Ginecologista Nicodemos Júnior Estanislau Morais | Foto: Divulgação/Polícia Civil

No fim da tarde desta sexta-feira, 8, o Tribunal de Justiça de Goiás (TJGO) restabeleceu a prisão preventiva que havia sido decretada contra o médico Nicomedes Júnior Estanislau Morais, acusado de abusar de mais de 50 mulheres.
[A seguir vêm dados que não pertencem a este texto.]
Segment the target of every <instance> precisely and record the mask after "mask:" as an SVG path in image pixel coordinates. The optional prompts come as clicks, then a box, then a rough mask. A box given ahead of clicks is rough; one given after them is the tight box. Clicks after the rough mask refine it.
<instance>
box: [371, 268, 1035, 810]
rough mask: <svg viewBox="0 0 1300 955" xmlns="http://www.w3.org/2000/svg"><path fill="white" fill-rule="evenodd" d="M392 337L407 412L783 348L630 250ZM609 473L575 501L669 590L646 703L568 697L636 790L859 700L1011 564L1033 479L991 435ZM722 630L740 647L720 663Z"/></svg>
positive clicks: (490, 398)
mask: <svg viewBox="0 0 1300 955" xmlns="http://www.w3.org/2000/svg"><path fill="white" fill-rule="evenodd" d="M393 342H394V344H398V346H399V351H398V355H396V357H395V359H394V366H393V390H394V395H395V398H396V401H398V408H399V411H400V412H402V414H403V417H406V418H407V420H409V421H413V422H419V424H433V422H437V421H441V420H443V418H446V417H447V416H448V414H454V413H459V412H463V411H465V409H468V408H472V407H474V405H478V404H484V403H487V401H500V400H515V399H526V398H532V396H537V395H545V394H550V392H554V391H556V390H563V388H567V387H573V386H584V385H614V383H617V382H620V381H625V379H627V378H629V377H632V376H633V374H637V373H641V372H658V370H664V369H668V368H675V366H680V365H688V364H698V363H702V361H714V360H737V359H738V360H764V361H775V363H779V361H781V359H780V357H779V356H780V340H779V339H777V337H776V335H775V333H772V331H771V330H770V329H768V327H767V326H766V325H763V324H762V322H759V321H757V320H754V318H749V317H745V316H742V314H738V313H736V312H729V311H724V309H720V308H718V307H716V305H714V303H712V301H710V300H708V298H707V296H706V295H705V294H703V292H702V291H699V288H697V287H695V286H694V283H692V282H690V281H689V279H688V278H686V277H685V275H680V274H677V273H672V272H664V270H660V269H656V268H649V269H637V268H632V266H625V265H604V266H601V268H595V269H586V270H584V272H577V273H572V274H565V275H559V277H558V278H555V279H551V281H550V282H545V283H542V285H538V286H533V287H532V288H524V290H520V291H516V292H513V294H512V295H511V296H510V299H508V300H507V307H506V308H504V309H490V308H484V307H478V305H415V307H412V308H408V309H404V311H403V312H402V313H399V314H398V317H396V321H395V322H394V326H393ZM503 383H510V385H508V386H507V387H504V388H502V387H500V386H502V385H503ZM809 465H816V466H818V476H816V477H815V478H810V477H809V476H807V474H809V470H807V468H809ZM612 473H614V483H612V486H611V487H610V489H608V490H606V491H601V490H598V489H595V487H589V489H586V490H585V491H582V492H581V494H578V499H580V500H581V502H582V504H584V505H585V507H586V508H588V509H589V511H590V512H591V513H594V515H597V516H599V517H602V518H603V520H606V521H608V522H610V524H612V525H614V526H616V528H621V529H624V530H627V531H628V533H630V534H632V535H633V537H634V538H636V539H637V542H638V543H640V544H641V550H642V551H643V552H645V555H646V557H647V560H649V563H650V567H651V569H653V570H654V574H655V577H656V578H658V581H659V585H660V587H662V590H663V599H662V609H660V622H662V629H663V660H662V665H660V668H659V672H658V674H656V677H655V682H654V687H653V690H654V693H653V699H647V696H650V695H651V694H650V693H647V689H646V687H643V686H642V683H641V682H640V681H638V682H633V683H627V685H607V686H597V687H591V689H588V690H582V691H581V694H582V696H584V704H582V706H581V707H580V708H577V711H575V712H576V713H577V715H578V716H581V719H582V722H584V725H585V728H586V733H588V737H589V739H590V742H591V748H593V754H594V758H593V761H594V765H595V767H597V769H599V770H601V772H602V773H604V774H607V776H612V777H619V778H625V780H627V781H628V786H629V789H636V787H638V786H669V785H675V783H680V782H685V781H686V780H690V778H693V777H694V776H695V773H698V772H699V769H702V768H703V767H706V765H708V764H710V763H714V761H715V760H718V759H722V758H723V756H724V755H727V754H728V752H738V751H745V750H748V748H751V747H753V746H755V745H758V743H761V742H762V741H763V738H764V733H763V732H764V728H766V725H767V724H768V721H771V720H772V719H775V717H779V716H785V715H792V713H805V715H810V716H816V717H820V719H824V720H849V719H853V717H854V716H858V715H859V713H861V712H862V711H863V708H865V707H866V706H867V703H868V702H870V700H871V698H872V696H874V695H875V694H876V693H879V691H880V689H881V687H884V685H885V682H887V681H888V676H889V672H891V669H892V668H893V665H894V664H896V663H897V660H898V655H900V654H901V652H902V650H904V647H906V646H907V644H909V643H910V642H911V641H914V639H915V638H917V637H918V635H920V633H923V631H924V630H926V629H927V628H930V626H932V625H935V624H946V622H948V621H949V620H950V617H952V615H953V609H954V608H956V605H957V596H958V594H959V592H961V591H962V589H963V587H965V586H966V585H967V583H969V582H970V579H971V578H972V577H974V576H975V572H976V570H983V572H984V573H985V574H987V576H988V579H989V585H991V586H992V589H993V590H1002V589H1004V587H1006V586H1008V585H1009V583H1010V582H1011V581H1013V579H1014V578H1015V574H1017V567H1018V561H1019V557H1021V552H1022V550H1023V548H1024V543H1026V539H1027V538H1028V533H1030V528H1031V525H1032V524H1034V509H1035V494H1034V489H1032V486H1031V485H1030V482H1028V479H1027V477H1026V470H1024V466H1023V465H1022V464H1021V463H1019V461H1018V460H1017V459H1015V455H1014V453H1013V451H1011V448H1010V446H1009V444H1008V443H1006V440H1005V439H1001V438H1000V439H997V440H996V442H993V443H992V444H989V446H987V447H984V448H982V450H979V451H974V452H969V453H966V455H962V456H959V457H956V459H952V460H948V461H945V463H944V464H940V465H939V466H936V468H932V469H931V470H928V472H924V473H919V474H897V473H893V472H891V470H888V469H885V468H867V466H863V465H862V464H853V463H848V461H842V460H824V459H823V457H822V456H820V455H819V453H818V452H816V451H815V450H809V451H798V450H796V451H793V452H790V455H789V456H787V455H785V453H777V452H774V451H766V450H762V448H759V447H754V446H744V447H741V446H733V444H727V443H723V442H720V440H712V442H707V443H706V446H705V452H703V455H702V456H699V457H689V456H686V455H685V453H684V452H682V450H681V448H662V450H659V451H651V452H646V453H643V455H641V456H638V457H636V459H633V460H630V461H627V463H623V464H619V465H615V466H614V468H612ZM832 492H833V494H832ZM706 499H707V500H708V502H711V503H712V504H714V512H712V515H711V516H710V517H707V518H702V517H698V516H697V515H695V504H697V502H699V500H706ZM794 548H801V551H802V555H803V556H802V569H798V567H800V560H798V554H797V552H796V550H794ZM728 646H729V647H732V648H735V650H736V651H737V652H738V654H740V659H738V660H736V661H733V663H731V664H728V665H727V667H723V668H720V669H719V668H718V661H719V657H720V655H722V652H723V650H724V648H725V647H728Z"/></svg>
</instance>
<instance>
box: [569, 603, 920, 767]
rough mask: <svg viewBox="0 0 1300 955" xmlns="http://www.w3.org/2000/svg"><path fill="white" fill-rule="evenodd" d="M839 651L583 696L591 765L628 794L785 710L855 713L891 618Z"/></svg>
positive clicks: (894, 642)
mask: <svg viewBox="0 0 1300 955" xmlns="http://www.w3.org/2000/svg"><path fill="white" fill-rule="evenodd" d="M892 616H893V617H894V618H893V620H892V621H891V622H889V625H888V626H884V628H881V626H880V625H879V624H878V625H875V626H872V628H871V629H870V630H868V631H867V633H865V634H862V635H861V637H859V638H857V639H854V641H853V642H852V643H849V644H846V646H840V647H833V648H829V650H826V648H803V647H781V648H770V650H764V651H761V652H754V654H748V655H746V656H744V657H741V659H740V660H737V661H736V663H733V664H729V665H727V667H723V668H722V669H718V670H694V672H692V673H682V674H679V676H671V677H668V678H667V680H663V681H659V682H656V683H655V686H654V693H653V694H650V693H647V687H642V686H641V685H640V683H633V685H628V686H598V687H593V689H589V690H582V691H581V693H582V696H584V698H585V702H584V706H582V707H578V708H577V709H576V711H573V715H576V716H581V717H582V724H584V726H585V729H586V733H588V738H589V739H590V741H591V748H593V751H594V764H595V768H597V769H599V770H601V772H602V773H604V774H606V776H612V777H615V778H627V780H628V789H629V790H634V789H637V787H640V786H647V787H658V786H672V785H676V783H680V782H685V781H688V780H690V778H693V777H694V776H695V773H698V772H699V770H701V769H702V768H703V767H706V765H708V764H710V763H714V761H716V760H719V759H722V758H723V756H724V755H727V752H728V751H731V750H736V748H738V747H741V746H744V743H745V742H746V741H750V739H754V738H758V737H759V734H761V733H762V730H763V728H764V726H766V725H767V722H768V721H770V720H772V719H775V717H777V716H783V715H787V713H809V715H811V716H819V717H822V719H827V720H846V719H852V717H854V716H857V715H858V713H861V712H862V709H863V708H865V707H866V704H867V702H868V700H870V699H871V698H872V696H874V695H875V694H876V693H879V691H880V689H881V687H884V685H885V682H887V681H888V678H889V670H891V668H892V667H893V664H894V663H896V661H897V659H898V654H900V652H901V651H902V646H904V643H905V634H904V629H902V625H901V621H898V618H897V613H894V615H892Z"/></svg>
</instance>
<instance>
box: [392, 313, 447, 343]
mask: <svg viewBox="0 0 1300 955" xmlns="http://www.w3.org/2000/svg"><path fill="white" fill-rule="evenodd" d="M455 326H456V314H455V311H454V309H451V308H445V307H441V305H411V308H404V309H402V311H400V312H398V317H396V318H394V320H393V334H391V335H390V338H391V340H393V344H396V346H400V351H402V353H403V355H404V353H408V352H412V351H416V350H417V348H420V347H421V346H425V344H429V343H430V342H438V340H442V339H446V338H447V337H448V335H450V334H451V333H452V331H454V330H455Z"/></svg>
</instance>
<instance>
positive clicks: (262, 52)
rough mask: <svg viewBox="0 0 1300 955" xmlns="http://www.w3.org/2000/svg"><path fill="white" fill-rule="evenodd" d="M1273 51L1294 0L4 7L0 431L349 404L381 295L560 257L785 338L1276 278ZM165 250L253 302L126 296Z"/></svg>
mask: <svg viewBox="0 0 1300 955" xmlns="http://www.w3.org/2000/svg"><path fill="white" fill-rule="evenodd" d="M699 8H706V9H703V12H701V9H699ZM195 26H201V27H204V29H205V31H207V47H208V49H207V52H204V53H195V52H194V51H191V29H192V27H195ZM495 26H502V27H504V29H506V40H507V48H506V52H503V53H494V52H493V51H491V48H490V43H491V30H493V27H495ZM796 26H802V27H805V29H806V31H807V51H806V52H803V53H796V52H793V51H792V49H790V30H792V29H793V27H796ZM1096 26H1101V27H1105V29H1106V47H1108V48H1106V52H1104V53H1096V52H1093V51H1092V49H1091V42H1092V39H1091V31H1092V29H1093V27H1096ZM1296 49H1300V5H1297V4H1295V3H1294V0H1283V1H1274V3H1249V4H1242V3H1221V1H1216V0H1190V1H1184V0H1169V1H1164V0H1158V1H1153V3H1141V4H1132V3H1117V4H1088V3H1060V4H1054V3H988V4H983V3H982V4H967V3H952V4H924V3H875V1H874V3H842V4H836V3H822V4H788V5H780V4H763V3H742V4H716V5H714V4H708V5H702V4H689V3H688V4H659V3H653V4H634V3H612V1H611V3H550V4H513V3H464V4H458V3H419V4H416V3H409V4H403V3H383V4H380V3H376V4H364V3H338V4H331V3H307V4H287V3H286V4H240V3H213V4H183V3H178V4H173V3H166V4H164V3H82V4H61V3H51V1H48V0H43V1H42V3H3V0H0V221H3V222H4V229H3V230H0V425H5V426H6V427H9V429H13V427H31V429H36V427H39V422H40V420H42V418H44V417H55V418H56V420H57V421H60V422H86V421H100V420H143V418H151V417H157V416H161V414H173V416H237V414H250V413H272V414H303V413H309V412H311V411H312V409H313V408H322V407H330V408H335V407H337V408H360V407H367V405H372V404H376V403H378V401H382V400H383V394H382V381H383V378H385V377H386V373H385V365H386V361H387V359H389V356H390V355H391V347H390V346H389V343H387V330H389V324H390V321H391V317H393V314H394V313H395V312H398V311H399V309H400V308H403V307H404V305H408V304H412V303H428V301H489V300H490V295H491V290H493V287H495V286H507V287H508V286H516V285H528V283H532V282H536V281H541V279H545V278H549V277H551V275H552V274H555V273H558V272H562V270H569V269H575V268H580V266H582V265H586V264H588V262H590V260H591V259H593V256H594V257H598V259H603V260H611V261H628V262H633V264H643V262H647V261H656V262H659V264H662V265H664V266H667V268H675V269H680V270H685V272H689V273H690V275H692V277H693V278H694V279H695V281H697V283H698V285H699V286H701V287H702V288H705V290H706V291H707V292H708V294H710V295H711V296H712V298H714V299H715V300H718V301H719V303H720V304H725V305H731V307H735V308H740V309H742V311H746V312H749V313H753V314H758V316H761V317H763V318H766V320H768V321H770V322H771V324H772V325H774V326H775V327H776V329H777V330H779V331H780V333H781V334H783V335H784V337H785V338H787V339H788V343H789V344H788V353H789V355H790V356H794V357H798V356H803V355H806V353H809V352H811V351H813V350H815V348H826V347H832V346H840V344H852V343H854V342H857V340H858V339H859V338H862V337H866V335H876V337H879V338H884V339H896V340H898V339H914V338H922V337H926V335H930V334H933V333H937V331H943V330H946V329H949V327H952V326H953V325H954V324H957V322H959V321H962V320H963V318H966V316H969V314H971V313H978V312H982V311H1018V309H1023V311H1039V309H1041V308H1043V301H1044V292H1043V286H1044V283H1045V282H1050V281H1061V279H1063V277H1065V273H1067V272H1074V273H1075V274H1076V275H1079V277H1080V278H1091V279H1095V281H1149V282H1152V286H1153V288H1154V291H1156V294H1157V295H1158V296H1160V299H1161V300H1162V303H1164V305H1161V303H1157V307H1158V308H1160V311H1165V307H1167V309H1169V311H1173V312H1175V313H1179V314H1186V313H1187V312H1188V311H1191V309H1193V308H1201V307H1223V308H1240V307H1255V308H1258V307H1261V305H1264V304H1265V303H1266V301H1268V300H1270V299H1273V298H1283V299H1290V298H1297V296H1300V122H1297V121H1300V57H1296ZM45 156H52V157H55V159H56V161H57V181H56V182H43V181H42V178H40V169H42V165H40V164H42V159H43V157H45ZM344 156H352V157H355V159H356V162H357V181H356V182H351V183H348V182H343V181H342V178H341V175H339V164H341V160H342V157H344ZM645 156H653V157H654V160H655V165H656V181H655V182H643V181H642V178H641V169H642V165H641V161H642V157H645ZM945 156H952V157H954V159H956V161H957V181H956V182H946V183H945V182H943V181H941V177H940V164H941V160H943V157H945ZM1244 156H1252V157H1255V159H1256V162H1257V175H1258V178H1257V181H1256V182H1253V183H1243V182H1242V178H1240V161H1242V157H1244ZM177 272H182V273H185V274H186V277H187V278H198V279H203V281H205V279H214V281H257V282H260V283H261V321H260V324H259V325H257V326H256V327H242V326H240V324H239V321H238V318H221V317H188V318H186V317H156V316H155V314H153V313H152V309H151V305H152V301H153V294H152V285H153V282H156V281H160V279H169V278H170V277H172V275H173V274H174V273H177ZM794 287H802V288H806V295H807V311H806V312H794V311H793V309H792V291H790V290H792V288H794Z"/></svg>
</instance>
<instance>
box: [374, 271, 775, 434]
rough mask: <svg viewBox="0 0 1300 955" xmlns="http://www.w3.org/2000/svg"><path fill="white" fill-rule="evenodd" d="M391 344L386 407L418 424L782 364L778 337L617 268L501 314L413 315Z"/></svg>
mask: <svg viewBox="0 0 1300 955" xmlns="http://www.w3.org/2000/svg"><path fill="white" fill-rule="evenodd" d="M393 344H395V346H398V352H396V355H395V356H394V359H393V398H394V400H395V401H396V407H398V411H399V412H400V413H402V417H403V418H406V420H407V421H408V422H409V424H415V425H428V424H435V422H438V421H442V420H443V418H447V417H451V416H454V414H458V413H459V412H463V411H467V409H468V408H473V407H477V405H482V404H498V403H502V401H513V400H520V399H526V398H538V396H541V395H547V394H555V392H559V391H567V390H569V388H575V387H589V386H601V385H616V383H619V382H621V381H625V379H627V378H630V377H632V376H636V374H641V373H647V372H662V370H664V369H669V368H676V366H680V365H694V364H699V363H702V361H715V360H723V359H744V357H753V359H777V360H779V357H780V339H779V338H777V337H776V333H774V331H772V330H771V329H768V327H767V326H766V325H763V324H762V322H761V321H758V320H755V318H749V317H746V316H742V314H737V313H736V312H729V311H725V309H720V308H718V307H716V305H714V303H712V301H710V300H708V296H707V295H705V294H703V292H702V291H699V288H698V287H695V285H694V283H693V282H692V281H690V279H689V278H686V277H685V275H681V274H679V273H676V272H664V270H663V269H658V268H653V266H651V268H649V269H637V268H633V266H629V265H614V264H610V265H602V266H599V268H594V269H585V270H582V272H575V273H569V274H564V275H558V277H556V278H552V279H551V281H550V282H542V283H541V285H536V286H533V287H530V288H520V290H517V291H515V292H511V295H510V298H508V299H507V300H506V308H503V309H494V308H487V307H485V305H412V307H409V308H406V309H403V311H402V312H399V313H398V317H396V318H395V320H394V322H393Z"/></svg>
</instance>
No recurso, a promotora de Justiça, Camila Fernandes Mendonça, reiterou que a prisão do ginecologista seria necessária para garantir que outras vítimas procurem a Justiça para contar o ocorrido e que aquelas que já relataram se sintam livres e destemidas para reiterar os fatos em juízo, sem qualquer tipo de pressão, coação, intimidação ou temor.

Camila também lembrou o TJGO que o médico já foi condenado no Tribunal de Justiça do Distrito Federal e Territórios (TJDFT), o que faz com que seja necessária a garantia da aplicação da lei penal. Além disso, Morais poderia fugir da cidade, com a tornozeleira sendo insuficiente para impedi-lo.

O TJGO acolheu todos os argumentos apresentados por Camila Fernandes Mendonça e afirmou que a liberdade do médico coloca em risco a segurança da sociedade além de desobedecer a lei penal.